Итуэл не знал, что ему на это ответить. При всей своей суеверной набожности он, однако, не смотрел на присягу, как на священное действие, связывающее человека в известном отношении, и нисколько бы не задумался сбросить всякое стеснение, чтобы выручить товарища из беды; но, делая заведомо ложное показание, он боялся подорвать к себе доверие и тем лишиться на будущее время возможности помочь Раулю. Лживый по натуре человек, верующий по-своему, Итуэл представлял резкую противоположность Раулю, почти атеисту, ничем не пренебрегавшему в военное время, но избегавшему ненужной и несвойственной ему по натуре лжи в иных случаях, когда обе стороны являлись не замаскированными, лицом к лицу.

Внимательно всматриваясь в выражение лица Рауля, Итуэл, казалось, начинал угадывать, в чем дело.

— Мне кажется, что да, по крайней мере, насколько я… — протянул Итуэл неопределенно, но, уловив в эту минуту выражение одобрения на лице Рауля, продолжал уже увереннее, — да, как же, я его узнаю.

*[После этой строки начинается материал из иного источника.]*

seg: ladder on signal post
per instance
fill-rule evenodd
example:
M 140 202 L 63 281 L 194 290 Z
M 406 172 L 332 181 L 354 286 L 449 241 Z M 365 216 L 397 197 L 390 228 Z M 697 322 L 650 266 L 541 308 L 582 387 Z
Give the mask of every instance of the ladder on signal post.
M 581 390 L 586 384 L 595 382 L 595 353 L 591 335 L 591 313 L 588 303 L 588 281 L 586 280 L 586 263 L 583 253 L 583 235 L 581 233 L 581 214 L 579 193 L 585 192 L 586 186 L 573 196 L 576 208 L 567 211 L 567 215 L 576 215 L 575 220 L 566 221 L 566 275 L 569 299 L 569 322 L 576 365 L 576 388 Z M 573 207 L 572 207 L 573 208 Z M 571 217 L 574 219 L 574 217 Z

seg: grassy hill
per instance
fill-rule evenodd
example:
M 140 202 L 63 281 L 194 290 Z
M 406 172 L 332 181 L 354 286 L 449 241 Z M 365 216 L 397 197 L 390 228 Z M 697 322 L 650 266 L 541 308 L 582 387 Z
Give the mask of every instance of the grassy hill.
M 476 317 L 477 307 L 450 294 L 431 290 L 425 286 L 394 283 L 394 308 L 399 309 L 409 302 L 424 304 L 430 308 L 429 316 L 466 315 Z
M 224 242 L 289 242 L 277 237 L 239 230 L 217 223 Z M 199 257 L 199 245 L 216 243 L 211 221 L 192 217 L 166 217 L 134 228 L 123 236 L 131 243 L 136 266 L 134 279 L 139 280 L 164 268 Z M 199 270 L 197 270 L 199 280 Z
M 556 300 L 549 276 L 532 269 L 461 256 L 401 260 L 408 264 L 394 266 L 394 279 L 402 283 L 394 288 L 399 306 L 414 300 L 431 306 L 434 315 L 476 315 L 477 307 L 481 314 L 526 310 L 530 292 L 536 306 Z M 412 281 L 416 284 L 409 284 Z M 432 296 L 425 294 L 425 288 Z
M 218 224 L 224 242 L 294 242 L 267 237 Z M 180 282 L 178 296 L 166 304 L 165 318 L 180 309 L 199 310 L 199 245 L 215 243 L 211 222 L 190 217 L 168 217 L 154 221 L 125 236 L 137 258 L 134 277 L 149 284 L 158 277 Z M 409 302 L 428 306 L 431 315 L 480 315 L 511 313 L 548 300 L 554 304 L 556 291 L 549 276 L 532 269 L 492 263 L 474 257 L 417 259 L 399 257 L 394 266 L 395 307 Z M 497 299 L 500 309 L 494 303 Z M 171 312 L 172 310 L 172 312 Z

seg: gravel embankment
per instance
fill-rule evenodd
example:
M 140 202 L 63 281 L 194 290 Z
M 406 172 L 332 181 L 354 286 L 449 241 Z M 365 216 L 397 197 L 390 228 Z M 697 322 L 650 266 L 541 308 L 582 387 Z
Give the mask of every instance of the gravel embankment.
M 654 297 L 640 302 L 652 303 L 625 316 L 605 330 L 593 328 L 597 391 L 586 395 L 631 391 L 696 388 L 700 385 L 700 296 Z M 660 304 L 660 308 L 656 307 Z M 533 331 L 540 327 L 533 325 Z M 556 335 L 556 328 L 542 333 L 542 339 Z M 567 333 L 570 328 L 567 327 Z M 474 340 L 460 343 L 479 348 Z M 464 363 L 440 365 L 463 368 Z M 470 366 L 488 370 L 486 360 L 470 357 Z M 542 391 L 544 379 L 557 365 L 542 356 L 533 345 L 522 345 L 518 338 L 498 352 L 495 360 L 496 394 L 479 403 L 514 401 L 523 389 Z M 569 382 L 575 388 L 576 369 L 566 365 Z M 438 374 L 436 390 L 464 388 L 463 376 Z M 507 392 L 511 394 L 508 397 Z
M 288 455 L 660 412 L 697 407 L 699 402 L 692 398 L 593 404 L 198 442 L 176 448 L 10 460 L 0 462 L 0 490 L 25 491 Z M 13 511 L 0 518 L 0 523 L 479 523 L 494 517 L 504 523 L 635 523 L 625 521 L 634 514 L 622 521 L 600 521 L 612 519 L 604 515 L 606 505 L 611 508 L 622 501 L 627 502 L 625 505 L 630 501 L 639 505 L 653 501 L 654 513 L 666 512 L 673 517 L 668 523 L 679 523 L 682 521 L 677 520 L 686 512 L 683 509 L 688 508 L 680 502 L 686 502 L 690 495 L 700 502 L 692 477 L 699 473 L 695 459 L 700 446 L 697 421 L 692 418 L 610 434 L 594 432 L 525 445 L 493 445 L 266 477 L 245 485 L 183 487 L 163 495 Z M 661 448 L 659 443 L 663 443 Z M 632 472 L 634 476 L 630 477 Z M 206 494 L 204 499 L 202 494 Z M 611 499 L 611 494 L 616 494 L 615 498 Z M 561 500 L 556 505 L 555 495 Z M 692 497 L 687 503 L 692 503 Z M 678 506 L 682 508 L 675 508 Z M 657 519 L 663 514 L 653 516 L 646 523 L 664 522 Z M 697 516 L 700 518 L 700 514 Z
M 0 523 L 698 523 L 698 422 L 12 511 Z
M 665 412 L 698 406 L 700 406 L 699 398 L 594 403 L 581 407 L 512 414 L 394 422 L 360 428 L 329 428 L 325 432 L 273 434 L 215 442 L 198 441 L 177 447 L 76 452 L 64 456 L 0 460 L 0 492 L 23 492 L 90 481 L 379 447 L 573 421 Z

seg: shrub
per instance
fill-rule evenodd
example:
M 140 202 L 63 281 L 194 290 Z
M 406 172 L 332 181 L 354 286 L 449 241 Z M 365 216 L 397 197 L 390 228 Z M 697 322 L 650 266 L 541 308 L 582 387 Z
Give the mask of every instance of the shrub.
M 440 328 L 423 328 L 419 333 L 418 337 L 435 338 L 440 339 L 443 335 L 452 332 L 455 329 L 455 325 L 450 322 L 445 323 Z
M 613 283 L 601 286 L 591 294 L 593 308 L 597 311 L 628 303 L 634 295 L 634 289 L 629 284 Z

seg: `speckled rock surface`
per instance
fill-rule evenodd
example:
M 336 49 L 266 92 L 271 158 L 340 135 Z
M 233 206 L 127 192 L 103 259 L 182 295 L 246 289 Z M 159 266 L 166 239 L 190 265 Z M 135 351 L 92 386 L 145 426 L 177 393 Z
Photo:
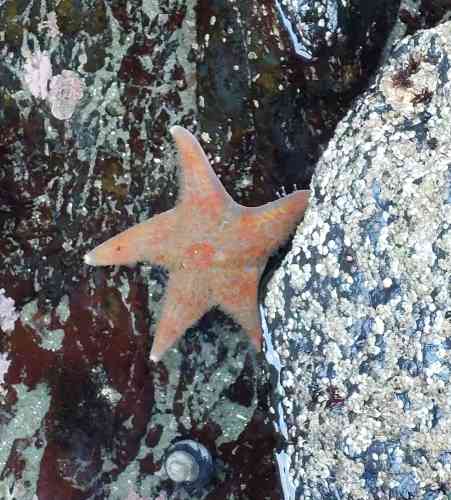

— Известно вам, что заставило Рауля Ивара явиться в Неаполитанский залив?

— Собственно говоря, нет, господа судьи; эта поездка сюда капитана Рауля мне не вполне понятна; его дела здесь не поддаются точному определению.

Тогда суд предложил Раулю со своей стороны предложить несколько вопросов свидетелю.

— Итуэл, — обратился к нему Рауль, — разве вы не знали, что я люблю Джиту Караччиоли?

— Я, капитан! Я много раз слышал это от вас, но, вы знаете, я не знаток в такого рода делах.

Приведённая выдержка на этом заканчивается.